Le sujet (le patient, l'objet de notre étude...) aimerait croire que dans le monde n'existe que ce qui est apparent, et ayant fait dégénérer cette anfractuosité illogique, il ne peut plus voir que les faits dont il est à l'origine. Il vit dans un monde isolé de l'invisible, et à la fois paranoïaque, et par extension, isolé de ce qui ne vient pas de lui-même. Il n'évaluent les crimes que les uns par rapport aux autres, ayant l'habitude que l'augmentation dans l'horreur ne soit pas trop grandement supérieure à la précédente, de façon à rester couvert sous le grain de sable d'une excuse toute faite, ou d'exprimer ainsi son mécontentement par une variation proportionnelle dans la hauteur de son crime... comme si c'était son seul moyen d'expression. Il ne compare plus son crime avec "la morale" mais les crimes entre eux.

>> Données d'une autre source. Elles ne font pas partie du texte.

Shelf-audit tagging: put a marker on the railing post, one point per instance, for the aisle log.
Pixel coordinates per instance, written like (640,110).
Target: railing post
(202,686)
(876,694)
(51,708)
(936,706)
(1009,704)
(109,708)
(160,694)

Tout ce que le malade veut c'est pouvoir reprendre le dessus et faire que ses actes soient consécutifs à sa réflexion, (et donc avoir une pensée ordonnée et relativiste)... et que celle-ci ne soit pas un paravent pour un autre réflex criminel.

mais cette sociomédecine ne sera pas applicable (avec succès) avant de l'avoir inventée !
quand c'est un pays c'est encore moins simple qu'avec des gens.
c'est pourquoi leur dire "eh les gars ça va pas ou quoi?" (si seulement on le pouvait) resterait insuffisant.
Or seules les actions qu'ils avalisent, ils peuvent voir. (on ne peut pas agir contre)
par contre dans le monde symbolique, on peut agir.
Pourquoi n'ont-ils pas muré leurs frontières au lieu de murer celles de leurs voisins ? ils font un mur de protection, mais rejettent ce concept en refusant de se trouver enfermés et isolés, donc repoussent ces murs autour des villages voisins.
c'est comme si ils s'étaient dits que symboliquement ils paraîtraient construire leur propre tombeau, et que par la mécanique (l'action) ils avaient voulu signifier le "non-tombeau", et donc rejeter cette réalité.

or le principal problème de celui qui refuse la vérité est qu'il se trouve déconnecté de la réalité et y a du coup un effet néfaste.